Até Paul Krugman, o economista mais crítico de Trump (e das medidas anunciadas na quinta-feira), admite, em coluna para The New York Times:

“Sejamos claros: no que se refere à ordem econômica global, a China é de fato uma cidadã má. Em particular, joga rápido e livremente em propriedade intelectual, subtraindo tecnologias e ideias desenvolvidas em outros lugares. Ela também subsidia algumas indústrias, incluindo o aço, contribuindo para o excesso global de produção".

Esse mau comportamento dos chineses, como o definem à direita e à esquerda nos EUA, levou, segundo Trump, ao fechamento, em curto período, de 60 mil fábricas, à perda de 6 milhões de empregos e ao maior déficit comercial de todos os tempos com a China (em menos de 20 anos, mais do que quintuplicou, atingindo US$ 337 bilhões ou R$ 1,1 trilhão).

Seria, sempre na visão do atual presidente, uma espécie de Pearl Harbor econômico-comercial, suficiente para provocar a resposta agora dada, assim como os Estados Unidos entraram na guerra contra o Japão após o ataque a Pearl Harbor.

Com a China, ao contrário do que aconteceu com o Japão, não haverá (espera-se) uma guerra quente. E é imprevisível o desfecho dela, se é que haverá algum desfecho. Nesse tipo de conflito incruento, é sempre mais fácil uma acomodação qualquer.

De todo modo, os Estados Unidos saíram na frente: ao alvejar os setores básicos do programa “Made in China 2025", forçam os chineses, em tese, a mexer no que costuma ser sagrado em economias centralmente planejadas.

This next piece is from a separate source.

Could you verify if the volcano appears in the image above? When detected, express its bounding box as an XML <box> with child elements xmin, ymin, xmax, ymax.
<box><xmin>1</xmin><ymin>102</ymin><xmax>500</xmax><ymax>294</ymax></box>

Mexidas forçadas sempre têm custos.

Mas Krugman vê problemas para os próprios Estados Unidos com os disparos agora dados.

O primeiro deles: “Muito do grande déficit [comercial] é ilusão estatística", porque a China é o que muitos chamam de “Grande Montadora". Exporta produtos que monta com partes produzidas em países como Japão e Coreia do Sul (aliás, grandes aliados americanos).

O exemplo clássico, completa Krugman, é o do iPhone, que pode trazer o rótulo “made in China”, mas para o qual o trabalho e o capital chinês correspondem a poucos por cento do preço final.

Tudo somado, fica claro que a nova Guerra Fria é muito diferente da velha, entre o comunismo e o capitalismo. Antes, comunismo era comunismo e capitalismo era capitalismo. Ponto. Agora, há uma tal imbricação entre um comunismo capitalista como o da China e o capitalismo de seu rival que os disparos podem matar tanto os atiradores como os alvejados.

Erramos: o texto foi alterado

No texto "Começou a Guerra Fria do século 21", há dois erros de conversão de moedas. As tarifas americanas no valor de US$ 60 bilhões correspondem a R$ 199,5 bilhões. Já o déficit comercial dos EUA em relação à China é de US$ 337 bilhões, o equivalente a R$ 1,1 trilhão.